The images of the surface include previously seen leading-hemisphere terrain. However, during this encounter, multi-spectral imaging of these terrains extended farther into the ultraviolet region of the electromagnetic spectrum than had previously been achieved at this resolution. By looking at the surface at ultraviolet wavelengths, scientists can better detect the difference between surface materials and shadows than they can at visible wavelengths, where icy materials are highly reflective and shadows are washed out. With both ultraviolet and visible images of the same terrain available to them, scientists will better understand how the surface coverage of icy particles coming from the vents and plumes changes with terrain type and age.

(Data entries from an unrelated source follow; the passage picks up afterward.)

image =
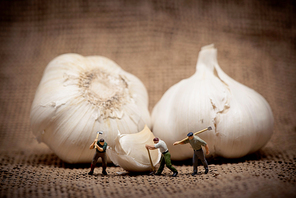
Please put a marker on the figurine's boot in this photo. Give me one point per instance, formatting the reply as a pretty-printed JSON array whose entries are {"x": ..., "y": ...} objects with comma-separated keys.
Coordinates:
[
  {"x": 104, "y": 171},
  {"x": 92, "y": 167}
]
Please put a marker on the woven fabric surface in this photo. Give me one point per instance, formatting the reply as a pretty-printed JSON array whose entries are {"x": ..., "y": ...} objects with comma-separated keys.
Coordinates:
[{"x": 157, "y": 41}]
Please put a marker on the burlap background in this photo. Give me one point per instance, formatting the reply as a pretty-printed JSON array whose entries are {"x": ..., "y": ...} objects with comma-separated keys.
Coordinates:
[{"x": 158, "y": 41}]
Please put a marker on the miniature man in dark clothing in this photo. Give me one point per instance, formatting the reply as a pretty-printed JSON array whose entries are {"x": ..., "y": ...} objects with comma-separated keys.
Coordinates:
[
  {"x": 196, "y": 144},
  {"x": 101, "y": 147},
  {"x": 165, "y": 158}
]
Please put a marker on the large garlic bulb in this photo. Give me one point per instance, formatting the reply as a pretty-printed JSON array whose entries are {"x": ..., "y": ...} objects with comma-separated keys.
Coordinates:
[
  {"x": 79, "y": 96},
  {"x": 130, "y": 152},
  {"x": 241, "y": 118}
]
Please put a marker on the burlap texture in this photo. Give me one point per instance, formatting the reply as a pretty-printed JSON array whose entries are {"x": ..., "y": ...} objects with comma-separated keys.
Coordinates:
[{"x": 158, "y": 41}]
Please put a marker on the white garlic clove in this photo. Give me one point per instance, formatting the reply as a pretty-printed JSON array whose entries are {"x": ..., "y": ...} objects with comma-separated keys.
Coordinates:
[
  {"x": 130, "y": 152},
  {"x": 241, "y": 119},
  {"x": 78, "y": 96}
]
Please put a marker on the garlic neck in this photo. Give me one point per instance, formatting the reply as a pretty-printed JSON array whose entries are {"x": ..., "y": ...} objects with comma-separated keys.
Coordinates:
[{"x": 207, "y": 58}]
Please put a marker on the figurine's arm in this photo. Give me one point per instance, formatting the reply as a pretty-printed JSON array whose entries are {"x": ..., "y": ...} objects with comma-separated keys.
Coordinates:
[
  {"x": 207, "y": 149},
  {"x": 178, "y": 142},
  {"x": 150, "y": 147},
  {"x": 92, "y": 146},
  {"x": 99, "y": 148}
]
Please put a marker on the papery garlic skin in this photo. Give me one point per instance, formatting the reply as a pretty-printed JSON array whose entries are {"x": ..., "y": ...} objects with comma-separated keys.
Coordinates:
[
  {"x": 130, "y": 152},
  {"x": 241, "y": 119},
  {"x": 78, "y": 96}
]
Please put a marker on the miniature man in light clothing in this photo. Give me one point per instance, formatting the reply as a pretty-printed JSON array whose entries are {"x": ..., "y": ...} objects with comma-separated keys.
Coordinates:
[
  {"x": 196, "y": 144},
  {"x": 101, "y": 147},
  {"x": 165, "y": 158}
]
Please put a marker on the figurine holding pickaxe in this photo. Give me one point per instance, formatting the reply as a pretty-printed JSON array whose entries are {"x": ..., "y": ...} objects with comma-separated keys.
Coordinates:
[
  {"x": 100, "y": 146},
  {"x": 196, "y": 144}
]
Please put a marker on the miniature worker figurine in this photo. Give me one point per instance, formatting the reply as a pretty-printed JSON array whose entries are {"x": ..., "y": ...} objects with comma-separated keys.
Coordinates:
[
  {"x": 165, "y": 158},
  {"x": 196, "y": 144},
  {"x": 100, "y": 146}
]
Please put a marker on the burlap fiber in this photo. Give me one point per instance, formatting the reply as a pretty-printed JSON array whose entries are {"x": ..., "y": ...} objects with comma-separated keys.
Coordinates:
[{"x": 158, "y": 41}]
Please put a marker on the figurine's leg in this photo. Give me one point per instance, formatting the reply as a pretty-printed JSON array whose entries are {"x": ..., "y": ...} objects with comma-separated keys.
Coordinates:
[
  {"x": 203, "y": 160},
  {"x": 194, "y": 162},
  {"x": 104, "y": 163},
  {"x": 168, "y": 163},
  {"x": 160, "y": 169},
  {"x": 93, "y": 163}
]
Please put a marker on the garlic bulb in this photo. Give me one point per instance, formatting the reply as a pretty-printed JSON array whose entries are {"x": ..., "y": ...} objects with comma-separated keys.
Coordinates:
[
  {"x": 130, "y": 153},
  {"x": 241, "y": 119},
  {"x": 79, "y": 96}
]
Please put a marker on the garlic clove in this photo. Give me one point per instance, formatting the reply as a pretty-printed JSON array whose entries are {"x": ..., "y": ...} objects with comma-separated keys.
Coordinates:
[
  {"x": 130, "y": 153},
  {"x": 78, "y": 96},
  {"x": 241, "y": 119}
]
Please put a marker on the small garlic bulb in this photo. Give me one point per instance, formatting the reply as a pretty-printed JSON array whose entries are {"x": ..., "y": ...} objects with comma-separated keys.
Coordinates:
[
  {"x": 79, "y": 96},
  {"x": 241, "y": 119},
  {"x": 130, "y": 152}
]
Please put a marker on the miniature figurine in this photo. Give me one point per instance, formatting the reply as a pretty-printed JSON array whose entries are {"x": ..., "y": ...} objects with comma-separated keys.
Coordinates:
[
  {"x": 196, "y": 144},
  {"x": 165, "y": 158},
  {"x": 101, "y": 147}
]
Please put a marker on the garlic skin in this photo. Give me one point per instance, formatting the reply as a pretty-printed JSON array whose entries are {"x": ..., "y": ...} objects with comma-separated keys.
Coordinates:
[
  {"x": 78, "y": 96},
  {"x": 241, "y": 119},
  {"x": 130, "y": 152}
]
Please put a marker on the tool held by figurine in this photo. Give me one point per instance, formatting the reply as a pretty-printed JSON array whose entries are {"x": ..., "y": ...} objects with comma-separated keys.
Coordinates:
[
  {"x": 151, "y": 162},
  {"x": 97, "y": 137}
]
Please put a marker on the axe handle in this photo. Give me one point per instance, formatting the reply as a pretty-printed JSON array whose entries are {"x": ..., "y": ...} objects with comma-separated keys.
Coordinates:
[{"x": 198, "y": 132}]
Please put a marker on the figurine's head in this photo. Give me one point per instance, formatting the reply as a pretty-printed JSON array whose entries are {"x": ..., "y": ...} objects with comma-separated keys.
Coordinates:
[
  {"x": 102, "y": 141},
  {"x": 155, "y": 140},
  {"x": 190, "y": 135}
]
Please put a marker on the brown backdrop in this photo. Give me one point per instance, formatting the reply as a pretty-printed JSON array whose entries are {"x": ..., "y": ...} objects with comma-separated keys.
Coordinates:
[{"x": 158, "y": 41}]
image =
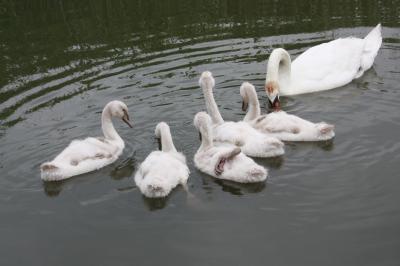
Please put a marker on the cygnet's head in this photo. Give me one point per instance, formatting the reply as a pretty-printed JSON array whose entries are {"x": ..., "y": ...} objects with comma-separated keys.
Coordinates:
[
  {"x": 120, "y": 110},
  {"x": 206, "y": 80}
]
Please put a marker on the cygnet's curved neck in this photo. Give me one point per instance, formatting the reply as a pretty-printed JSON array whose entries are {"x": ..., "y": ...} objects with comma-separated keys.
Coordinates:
[
  {"x": 254, "y": 106},
  {"x": 163, "y": 132},
  {"x": 279, "y": 68},
  {"x": 211, "y": 105},
  {"x": 107, "y": 125},
  {"x": 206, "y": 136}
]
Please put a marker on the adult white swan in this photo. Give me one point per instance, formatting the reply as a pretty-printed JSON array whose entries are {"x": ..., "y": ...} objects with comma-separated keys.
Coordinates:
[
  {"x": 224, "y": 162},
  {"x": 322, "y": 67},
  {"x": 252, "y": 142},
  {"x": 281, "y": 124},
  {"x": 83, "y": 156},
  {"x": 162, "y": 170}
]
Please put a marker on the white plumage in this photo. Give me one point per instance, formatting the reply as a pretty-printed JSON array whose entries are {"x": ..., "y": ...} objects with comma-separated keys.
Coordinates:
[
  {"x": 83, "y": 156},
  {"x": 162, "y": 170},
  {"x": 322, "y": 67},
  {"x": 226, "y": 161},
  {"x": 241, "y": 134},
  {"x": 280, "y": 124}
]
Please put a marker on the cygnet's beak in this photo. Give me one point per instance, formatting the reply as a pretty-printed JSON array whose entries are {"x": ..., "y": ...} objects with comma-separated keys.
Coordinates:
[
  {"x": 274, "y": 102},
  {"x": 125, "y": 118},
  {"x": 245, "y": 105}
]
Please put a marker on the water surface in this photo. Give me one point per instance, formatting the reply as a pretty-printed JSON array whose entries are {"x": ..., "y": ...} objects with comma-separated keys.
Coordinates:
[{"x": 329, "y": 203}]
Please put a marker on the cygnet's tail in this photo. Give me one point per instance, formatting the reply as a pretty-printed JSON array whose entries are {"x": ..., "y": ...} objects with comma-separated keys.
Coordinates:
[
  {"x": 373, "y": 42},
  {"x": 163, "y": 132},
  {"x": 325, "y": 129}
]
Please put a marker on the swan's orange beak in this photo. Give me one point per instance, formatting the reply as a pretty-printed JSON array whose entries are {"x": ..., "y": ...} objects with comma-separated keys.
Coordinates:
[
  {"x": 245, "y": 105},
  {"x": 125, "y": 118}
]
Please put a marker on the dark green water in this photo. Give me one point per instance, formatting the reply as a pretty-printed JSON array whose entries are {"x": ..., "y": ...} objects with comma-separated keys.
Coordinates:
[{"x": 334, "y": 203}]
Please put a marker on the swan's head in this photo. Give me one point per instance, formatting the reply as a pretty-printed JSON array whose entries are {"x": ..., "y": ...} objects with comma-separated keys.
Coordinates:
[
  {"x": 206, "y": 80},
  {"x": 120, "y": 110},
  {"x": 272, "y": 90}
]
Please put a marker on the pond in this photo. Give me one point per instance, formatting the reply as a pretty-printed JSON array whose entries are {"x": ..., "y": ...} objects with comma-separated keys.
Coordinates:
[{"x": 327, "y": 203}]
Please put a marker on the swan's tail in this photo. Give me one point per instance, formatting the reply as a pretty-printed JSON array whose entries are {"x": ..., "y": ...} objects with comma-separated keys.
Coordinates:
[
  {"x": 207, "y": 80},
  {"x": 373, "y": 42},
  {"x": 326, "y": 131},
  {"x": 50, "y": 172},
  {"x": 163, "y": 132}
]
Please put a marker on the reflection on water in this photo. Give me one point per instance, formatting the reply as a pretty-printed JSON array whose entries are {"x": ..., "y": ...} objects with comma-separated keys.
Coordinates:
[{"x": 62, "y": 61}]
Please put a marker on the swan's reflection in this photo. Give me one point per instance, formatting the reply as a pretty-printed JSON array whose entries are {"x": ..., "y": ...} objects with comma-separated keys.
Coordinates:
[{"x": 234, "y": 188}]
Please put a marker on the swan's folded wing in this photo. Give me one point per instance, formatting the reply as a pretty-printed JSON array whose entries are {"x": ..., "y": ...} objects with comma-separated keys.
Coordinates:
[{"x": 327, "y": 65}]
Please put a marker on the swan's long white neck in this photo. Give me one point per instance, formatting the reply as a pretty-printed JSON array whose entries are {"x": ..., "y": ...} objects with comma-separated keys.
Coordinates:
[
  {"x": 279, "y": 68},
  {"x": 211, "y": 105},
  {"x": 107, "y": 125},
  {"x": 163, "y": 132},
  {"x": 206, "y": 136},
  {"x": 254, "y": 106}
]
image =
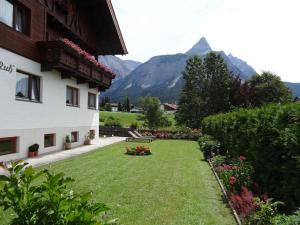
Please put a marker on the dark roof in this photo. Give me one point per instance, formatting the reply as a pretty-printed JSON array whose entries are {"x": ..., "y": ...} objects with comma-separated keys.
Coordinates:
[{"x": 106, "y": 24}]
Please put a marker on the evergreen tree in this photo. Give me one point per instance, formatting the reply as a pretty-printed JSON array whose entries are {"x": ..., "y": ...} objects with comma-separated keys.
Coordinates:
[
  {"x": 206, "y": 90},
  {"x": 126, "y": 104},
  {"x": 268, "y": 88},
  {"x": 190, "y": 102}
]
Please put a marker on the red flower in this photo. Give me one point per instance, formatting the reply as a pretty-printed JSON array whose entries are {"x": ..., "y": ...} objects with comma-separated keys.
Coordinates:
[{"x": 232, "y": 180}]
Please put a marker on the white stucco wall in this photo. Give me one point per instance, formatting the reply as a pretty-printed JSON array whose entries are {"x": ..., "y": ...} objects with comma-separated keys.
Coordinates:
[{"x": 30, "y": 121}]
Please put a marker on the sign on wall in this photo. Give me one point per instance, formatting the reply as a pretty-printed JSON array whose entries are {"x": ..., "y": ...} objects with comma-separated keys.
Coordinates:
[{"x": 6, "y": 67}]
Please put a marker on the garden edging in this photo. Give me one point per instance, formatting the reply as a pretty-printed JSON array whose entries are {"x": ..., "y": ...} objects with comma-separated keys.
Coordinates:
[{"x": 236, "y": 217}]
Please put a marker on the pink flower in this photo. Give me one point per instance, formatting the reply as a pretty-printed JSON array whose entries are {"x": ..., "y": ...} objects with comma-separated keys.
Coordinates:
[
  {"x": 242, "y": 158},
  {"x": 232, "y": 180}
]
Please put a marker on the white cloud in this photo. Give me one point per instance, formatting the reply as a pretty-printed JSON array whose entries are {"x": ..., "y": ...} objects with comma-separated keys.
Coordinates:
[{"x": 265, "y": 33}]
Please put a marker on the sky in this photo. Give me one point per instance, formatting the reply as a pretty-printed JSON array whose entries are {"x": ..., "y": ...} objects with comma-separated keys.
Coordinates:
[{"x": 264, "y": 33}]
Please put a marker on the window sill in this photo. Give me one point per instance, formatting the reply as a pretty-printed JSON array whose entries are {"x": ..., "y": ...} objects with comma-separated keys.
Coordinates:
[
  {"x": 49, "y": 146},
  {"x": 75, "y": 106},
  {"x": 27, "y": 100},
  {"x": 7, "y": 153}
]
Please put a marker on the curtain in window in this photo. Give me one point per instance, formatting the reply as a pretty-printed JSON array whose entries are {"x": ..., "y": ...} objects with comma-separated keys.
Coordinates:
[
  {"x": 20, "y": 20},
  {"x": 6, "y": 12},
  {"x": 69, "y": 96},
  {"x": 22, "y": 85},
  {"x": 92, "y": 101},
  {"x": 35, "y": 92}
]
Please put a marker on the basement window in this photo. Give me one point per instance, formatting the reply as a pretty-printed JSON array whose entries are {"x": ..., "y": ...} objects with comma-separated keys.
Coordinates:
[
  {"x": 74, "y": 136},
  {"x": 49, "y": 140},
  {"x": 72, "y": 98},
  {"x": 8, "y": 145}
]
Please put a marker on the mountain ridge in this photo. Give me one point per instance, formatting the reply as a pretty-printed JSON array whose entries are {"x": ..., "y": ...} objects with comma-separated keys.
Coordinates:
[{"x": 161, "y": 75}]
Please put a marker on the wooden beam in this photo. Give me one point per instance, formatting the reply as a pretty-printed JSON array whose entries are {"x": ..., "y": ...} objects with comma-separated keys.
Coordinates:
[
  {"x": 81, "y": 81},
  {"x": 65, "y": 75},
  {"x": 93, "y": 85}
]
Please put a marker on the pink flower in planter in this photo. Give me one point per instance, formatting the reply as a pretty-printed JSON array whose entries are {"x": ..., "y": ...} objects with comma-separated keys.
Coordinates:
[{"x": 87, "y": 56}]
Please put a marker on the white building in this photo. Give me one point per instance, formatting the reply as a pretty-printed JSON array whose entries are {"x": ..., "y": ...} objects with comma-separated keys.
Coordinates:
[{"x": 43, "y": 100}]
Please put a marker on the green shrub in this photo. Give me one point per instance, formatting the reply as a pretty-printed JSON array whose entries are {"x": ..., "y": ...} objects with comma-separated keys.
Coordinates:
[
  {"x": 264, "y": 213},
  {"x": 112, "y": 122},
  {"x": 269, "y": 137},
  {"x": 42, "y": 198},
  {"x": 287, "y": 220},
  {"x": 208, "y": 146}
]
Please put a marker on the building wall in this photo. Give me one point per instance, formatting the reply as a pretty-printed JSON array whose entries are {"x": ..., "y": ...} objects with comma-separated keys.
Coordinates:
[{"x": 30, "y": 121}]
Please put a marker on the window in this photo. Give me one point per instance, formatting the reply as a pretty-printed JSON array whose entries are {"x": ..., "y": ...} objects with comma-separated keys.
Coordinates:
[
  {"x": 72, "y": 96},
  {"x": 22, "y": 19},
  {"x": 15, "y": 15},
  {"x": 49, "y": 140},
  {"x": 28, "y": 87},
  {"x": 92, "y": 101},
  {"x": 6, "y": 12},
  {"x": 74, "y": 136},
  {"x": 8, "y": 145}
]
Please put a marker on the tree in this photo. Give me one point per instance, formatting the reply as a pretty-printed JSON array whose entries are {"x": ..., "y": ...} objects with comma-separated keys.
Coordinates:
[
  {"x": 152, "y": 112},
  {"x": 190, "y": 102},
  {"x": 240, "y": 93},
  {"x": 268, "y": 88},
  {"x": 206, "y": 90},
  {"x": 126, "y": 104}
]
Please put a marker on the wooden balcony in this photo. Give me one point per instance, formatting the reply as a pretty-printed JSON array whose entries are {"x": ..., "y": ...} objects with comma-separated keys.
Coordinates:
[{"x": 59, "y": 56}]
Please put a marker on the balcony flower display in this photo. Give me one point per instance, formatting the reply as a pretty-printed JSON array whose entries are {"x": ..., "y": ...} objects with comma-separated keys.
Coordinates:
[{"x": 86, "y": 56}]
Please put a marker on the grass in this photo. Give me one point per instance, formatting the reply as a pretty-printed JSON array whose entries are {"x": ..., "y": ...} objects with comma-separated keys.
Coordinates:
[
  {"x": 127, "y": 119},
  {"x": 173, "y": 186}
]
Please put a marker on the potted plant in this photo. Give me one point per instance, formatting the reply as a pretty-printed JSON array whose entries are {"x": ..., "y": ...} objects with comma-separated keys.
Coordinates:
[
  {"x": 33, "y": 150},
  {"x": 68, "y": 144},
  {"x": 90, "y": 136}
]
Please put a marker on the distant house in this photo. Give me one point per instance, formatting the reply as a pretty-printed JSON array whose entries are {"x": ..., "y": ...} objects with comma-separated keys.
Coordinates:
[
  {"x": 114, "y": 107},
  {"x": 136, "y": 110},
  {"x": 49, "y": 74},
  {"x": 167, "y": 107}
]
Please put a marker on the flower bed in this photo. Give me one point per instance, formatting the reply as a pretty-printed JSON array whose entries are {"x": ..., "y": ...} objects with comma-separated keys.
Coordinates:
[
  {"x": 188, "y": 134},
  {"x": 139, "y": 150}
]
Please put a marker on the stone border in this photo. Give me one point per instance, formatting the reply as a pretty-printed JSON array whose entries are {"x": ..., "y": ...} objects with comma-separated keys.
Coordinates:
[{"x": 236, "y": 216}]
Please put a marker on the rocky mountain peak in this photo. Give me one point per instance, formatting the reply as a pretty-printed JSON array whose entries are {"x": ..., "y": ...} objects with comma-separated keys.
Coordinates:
[{"x": 202, "y": 47}]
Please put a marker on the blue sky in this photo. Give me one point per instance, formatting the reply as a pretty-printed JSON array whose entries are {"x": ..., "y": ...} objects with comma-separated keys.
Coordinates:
[{"x": 265, "y": 33}]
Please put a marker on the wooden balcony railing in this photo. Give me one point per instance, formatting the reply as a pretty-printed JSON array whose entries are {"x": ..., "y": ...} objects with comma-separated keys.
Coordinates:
[{"x": 59, "y": 56}]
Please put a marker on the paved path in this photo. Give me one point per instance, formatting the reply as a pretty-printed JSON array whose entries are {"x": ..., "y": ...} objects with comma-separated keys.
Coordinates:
[{"x": 61, "y": 155}]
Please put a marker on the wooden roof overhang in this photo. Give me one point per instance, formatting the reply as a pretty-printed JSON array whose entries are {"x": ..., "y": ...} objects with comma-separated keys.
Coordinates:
[{"x": 59, "y": 56}]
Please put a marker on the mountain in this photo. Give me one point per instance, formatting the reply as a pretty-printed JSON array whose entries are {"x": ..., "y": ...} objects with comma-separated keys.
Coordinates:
[
  {"x": 120, "y": 67},
  {"x": 201, "y": 48},
  {"x": 162, "y": 75},
  {"x": 242, "y": 65}
]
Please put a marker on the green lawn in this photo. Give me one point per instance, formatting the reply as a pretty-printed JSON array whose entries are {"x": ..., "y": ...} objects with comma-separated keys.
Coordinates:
[
  {"x": 172, "y": 186},
  {"x": 127, "y": 119}
]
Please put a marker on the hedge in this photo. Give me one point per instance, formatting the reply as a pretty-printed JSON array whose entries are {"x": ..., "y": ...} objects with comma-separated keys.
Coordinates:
[{"x": 270, "y": 139}]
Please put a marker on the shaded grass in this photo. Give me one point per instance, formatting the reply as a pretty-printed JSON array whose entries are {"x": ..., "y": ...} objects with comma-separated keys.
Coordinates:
[
  {"x": 172, "y": 186},
  {"x": 127, "y": 119}
]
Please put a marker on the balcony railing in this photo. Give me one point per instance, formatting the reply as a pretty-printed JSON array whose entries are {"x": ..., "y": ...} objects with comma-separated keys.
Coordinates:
[{"x": 72, "y": 61}]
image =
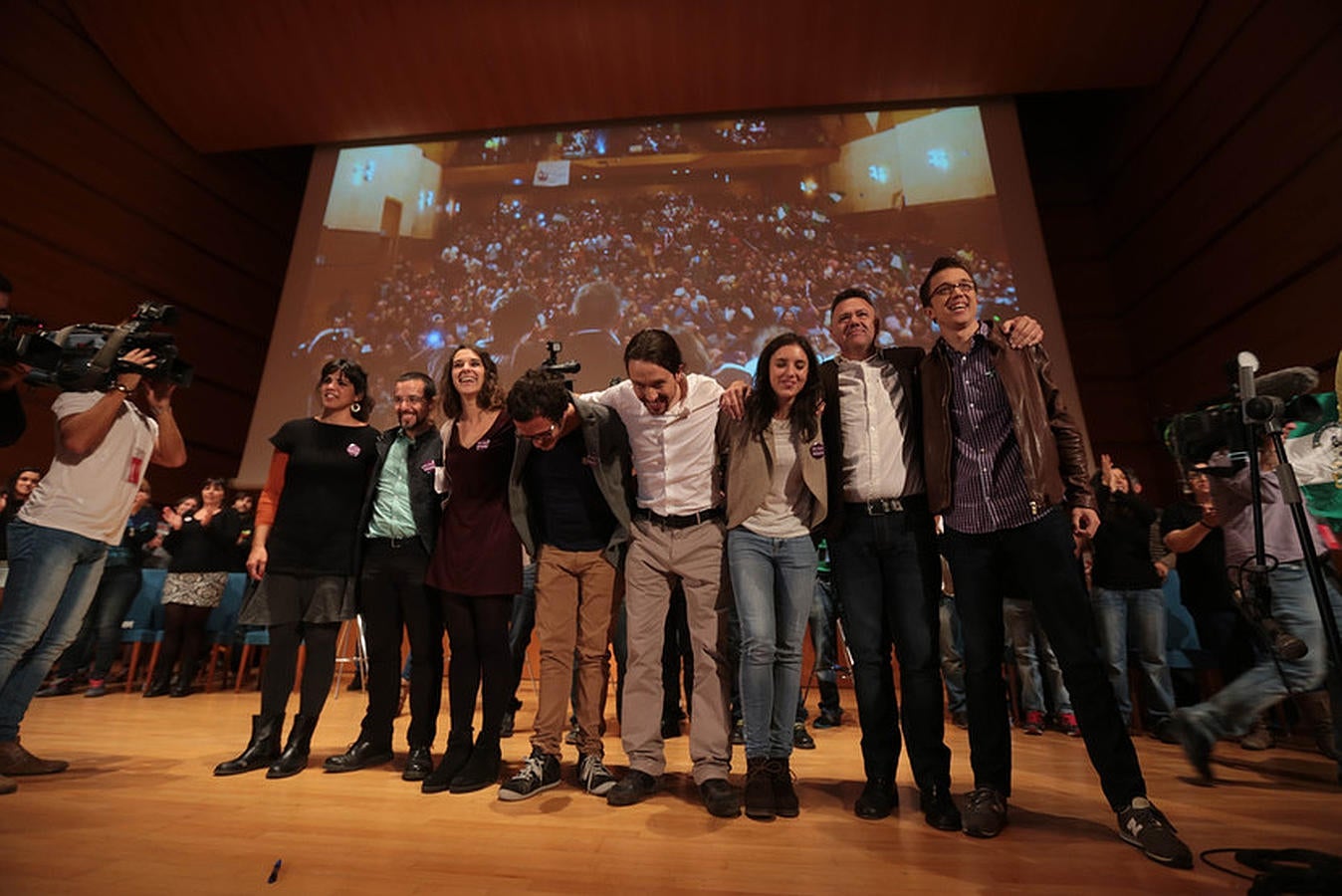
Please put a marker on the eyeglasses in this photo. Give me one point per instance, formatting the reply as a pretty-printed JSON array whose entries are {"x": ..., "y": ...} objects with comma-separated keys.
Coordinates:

NASA's Cassini imaged Enceladus' surface during its October 1st, 2011 flyby. (Image credit: NASA/JPL-Caltech/Space Science Institute)

NASA's Cassini imaged Enceladus' surface during its October 1st, 2011 flyby. (Image credit: NASA/JPL-Caltech/Space Science Institute)

Cassini’s next pass of this fascinating moon will be October 19th, when the spacecraft flies by at an altitude of approximately 765 miles (1231 kilometers).

The Cassini-Huygens mission is a cooperative project of NASA, the European Space Agency and the Italian Space Agency. The Jet Propulsion Laboratory, a division of the California Institute of Technology in Pasadena, manages the mission for NASA’s Science Mission Directorate, Washington. The Cassini orbiter and its two onboard cameras were designed, developed and assembled at JPL. The imaging operations center is based at the Space Science Institute in Boulder, CO. The Ion and Neutral Mass Spectrometer science team is based at the Southwest Research Institute, San Antonio, Texas.